Para Beatriz, Lima Barreto retoma a tradição da crônica em tom coloquial, fundada por Machado de Assis. Preterido pela elite literária de seu tempo, ele se sente injustiçado, por um lado, mas também “completamente livre e feliz, podendo falar sem rebuços sobre tudo que julgar contra os interesses do país”, escreve. Assim, usa as crônicas para expressar seu olhar sobre os excluídos da sociedade brasileira da época, como os negros, as mulheres e os anarquistas: “O governo só protege aos que não precisam: aos pequenos, aos fracos, aos oprimidos, ele oprime mais”:
— Ele não era um marginal, mas estava à margem da sociedade, da grande imprensa e das grandes editoras. Isso dava a ele uma grande liberdade. Nas crônicas, ele fala o tempo todo da discriminação ostensiva contra negros e mulatos, mas também dos operários e das mulheres.
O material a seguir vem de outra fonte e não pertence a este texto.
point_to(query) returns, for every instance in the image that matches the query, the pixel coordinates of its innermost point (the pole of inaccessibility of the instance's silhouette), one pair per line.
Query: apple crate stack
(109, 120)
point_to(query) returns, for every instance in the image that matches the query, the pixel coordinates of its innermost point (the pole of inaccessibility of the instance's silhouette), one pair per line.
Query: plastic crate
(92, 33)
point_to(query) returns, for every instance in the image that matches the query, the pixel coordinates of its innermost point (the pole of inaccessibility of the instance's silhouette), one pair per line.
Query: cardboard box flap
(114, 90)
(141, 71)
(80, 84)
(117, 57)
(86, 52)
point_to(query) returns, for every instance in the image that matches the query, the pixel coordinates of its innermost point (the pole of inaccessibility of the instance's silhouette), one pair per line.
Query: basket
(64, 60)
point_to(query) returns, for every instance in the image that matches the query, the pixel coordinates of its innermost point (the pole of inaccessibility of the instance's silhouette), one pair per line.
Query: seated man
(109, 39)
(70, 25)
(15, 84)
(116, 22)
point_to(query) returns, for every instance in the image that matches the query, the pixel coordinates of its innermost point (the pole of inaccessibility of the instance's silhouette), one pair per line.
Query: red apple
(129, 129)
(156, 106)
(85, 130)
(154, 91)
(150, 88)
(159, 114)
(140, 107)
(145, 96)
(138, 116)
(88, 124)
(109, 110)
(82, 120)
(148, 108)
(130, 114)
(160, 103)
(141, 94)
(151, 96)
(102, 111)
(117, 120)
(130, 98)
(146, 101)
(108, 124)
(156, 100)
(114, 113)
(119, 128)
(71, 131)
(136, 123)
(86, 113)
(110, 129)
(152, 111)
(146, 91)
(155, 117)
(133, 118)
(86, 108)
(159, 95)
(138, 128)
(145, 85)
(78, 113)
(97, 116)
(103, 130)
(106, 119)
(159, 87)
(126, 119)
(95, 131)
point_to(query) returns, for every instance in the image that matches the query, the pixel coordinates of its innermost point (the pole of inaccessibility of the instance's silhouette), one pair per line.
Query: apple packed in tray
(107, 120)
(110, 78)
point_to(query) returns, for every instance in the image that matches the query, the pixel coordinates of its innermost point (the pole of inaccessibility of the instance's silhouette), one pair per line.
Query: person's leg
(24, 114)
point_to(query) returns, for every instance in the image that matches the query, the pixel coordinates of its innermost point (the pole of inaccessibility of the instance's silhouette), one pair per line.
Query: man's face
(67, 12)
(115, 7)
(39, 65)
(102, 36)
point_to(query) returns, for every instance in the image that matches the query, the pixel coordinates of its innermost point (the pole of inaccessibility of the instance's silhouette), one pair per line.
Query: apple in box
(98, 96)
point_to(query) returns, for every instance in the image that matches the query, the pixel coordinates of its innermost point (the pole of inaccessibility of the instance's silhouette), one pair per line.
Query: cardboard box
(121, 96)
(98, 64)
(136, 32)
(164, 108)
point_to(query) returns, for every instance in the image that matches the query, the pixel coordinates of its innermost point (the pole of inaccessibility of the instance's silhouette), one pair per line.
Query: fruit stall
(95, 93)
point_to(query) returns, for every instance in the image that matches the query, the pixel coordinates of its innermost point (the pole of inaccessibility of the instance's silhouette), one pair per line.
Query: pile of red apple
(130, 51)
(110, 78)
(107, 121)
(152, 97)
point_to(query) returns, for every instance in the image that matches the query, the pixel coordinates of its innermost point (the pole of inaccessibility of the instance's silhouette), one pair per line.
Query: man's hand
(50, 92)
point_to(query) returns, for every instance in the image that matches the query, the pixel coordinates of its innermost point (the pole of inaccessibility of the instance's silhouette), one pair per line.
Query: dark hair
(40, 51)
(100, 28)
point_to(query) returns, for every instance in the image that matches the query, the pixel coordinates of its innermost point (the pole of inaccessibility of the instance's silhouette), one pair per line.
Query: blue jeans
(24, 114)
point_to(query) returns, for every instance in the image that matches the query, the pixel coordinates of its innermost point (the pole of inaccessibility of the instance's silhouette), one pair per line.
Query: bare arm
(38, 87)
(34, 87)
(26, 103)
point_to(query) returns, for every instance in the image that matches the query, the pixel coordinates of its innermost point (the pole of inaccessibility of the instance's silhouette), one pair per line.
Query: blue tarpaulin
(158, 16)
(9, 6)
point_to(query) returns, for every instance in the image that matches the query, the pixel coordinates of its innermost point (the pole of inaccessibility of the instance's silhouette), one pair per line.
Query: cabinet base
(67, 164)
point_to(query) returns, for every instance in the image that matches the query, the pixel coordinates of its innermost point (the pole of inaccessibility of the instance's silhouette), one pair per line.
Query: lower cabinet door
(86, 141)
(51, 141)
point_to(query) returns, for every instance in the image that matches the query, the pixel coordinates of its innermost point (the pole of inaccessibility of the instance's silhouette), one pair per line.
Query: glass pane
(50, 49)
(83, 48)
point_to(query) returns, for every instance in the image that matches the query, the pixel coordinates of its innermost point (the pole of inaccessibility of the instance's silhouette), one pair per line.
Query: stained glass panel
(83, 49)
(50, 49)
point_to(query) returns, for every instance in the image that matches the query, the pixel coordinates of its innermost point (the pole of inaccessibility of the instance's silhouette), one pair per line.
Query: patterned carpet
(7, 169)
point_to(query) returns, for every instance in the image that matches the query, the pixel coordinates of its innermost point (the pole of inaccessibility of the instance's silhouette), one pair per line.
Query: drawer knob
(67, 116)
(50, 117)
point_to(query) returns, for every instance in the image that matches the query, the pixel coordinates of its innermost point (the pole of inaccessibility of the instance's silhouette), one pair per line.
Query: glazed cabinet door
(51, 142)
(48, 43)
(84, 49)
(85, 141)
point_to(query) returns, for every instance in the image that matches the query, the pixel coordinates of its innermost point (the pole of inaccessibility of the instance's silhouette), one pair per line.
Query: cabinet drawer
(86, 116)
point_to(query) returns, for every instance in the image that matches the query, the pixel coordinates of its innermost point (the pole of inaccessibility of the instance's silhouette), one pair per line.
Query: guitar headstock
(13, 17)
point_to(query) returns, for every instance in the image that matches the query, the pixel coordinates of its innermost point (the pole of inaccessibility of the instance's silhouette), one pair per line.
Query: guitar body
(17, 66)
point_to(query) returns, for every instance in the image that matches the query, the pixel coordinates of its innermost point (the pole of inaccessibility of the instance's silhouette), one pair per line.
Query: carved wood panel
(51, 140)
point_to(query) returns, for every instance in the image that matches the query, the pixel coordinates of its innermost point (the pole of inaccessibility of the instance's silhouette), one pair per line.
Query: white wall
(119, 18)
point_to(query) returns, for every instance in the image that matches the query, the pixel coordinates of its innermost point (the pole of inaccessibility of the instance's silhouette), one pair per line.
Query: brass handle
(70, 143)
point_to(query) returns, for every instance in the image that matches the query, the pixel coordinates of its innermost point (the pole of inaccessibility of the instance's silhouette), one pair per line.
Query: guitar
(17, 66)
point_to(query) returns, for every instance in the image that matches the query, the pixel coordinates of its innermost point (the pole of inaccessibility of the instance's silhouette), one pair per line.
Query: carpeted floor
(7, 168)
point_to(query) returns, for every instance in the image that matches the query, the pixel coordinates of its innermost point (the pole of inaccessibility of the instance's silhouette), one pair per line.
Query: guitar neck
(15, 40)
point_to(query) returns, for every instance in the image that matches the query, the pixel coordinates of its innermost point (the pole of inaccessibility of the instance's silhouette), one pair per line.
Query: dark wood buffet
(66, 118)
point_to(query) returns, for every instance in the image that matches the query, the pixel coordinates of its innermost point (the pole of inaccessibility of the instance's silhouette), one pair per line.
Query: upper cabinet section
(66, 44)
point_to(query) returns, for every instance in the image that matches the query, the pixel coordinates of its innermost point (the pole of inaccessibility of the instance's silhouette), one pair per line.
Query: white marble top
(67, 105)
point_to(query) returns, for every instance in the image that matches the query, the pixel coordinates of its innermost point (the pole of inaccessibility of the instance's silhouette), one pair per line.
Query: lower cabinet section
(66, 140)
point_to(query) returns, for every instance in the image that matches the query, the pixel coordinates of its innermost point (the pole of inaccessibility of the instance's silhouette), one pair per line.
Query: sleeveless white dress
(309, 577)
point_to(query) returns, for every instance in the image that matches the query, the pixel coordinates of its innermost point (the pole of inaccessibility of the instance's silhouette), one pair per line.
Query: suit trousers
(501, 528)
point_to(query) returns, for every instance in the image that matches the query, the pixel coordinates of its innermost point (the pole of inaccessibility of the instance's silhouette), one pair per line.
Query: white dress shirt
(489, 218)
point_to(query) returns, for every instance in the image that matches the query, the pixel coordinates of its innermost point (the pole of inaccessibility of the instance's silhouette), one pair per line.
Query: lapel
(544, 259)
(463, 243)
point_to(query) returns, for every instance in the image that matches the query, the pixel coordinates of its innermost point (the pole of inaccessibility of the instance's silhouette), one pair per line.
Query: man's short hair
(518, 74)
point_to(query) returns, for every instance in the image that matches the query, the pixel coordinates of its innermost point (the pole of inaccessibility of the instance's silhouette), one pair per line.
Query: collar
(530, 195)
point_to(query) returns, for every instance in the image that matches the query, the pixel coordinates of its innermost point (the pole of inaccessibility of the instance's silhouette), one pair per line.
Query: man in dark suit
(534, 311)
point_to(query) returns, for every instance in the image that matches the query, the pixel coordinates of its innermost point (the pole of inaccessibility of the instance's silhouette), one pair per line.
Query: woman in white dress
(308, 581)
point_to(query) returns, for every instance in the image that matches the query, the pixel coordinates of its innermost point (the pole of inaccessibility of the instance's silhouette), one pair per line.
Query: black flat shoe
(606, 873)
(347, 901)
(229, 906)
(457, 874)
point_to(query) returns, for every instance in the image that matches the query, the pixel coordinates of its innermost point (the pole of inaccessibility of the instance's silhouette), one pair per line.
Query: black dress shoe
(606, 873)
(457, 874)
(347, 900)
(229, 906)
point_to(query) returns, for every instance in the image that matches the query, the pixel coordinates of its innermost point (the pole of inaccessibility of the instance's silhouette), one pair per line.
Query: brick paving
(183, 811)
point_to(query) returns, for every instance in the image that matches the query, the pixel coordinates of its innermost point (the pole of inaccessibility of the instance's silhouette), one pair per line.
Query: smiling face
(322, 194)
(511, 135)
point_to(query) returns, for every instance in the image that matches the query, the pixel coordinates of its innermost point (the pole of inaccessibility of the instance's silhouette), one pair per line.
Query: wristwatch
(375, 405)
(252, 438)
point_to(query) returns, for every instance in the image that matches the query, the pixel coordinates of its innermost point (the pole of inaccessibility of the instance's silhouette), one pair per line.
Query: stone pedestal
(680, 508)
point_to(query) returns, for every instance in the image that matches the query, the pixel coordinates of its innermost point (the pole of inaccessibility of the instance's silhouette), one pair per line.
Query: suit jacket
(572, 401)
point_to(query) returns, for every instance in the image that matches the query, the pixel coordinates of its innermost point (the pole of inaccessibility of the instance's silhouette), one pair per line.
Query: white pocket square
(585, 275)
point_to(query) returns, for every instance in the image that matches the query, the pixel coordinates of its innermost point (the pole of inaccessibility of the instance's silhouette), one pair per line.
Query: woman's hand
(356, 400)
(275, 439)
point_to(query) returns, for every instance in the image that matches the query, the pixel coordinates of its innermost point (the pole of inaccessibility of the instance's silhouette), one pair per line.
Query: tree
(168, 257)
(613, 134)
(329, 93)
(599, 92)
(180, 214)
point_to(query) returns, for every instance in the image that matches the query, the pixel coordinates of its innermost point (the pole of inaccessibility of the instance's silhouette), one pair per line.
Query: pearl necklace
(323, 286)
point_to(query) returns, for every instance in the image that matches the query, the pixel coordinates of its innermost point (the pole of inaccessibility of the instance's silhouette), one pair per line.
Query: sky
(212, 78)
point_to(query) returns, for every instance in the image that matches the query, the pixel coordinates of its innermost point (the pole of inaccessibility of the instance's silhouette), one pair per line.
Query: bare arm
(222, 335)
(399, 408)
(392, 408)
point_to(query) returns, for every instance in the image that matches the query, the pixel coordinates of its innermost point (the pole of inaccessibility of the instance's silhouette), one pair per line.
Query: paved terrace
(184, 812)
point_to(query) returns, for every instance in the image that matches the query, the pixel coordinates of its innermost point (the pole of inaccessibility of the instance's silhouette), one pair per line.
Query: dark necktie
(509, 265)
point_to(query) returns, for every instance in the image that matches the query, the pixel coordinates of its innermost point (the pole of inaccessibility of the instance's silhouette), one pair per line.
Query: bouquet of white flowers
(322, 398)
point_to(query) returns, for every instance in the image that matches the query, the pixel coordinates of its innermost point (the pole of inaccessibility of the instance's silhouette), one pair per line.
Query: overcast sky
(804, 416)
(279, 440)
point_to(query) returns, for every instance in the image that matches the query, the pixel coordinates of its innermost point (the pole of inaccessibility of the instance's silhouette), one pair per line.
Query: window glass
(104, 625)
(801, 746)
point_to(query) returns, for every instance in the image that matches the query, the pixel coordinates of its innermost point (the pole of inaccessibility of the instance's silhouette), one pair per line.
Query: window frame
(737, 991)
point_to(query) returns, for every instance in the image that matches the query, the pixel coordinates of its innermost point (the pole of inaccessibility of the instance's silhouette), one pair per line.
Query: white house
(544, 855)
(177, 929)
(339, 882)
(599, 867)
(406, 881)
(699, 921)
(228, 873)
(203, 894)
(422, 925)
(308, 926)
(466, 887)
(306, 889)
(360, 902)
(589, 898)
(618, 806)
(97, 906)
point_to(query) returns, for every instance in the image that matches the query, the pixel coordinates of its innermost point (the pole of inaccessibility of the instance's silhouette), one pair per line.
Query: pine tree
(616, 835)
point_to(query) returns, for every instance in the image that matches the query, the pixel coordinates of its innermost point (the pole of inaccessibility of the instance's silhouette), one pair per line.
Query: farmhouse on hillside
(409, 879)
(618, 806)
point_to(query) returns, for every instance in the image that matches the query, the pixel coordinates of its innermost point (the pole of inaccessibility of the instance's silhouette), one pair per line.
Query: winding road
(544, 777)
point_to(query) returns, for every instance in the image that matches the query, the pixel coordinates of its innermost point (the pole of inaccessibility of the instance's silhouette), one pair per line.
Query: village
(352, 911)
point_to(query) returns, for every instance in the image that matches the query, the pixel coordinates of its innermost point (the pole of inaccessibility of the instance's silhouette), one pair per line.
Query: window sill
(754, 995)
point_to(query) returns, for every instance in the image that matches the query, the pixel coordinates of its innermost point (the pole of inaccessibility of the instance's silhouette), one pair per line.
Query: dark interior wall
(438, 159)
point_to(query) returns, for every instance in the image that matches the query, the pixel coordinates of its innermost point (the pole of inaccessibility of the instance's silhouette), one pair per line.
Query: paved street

NO HOSPÍCIO, A SALVAÇÃO PELA ESCRITA
Esse olhar sobre os excluídos ganha contornos radicais quando Lima é internado no Hospício Nacional de Alienados, no Natal de 1919, depois de uma crise de alcoolismo. Nos três meses que passa na instituição, encontra bêbados, doentes, maltrapilhos e outros marginalizados pela cidade que se quer moderna e renovada. Reage por meio da escrita: ainda internado, chega a anunciar em entrevista que está coletando histórias “interessantíssimas” para um livro que narraria “as cenas mais jocosas e as mais dolorosas que se passam dentro dessas paredes inexpugnáveis”. O romance planejado, “Cemitério dos vivos”, jamais foi concluído, mas a experiência ficou registrada em “Diário do hospício”.
— Lendo o diário, fica evidente a habilidade de cronista de Lima Barreto. Depois de uns dias no hospício, quando passa a bebedeira, ele começa a narrar a situação, a fazer um trabalho de campo sobre a estrutura do hospício, seus dirigentes, médicos e pacientes. É a salvação pela escrita — diz Beatriz.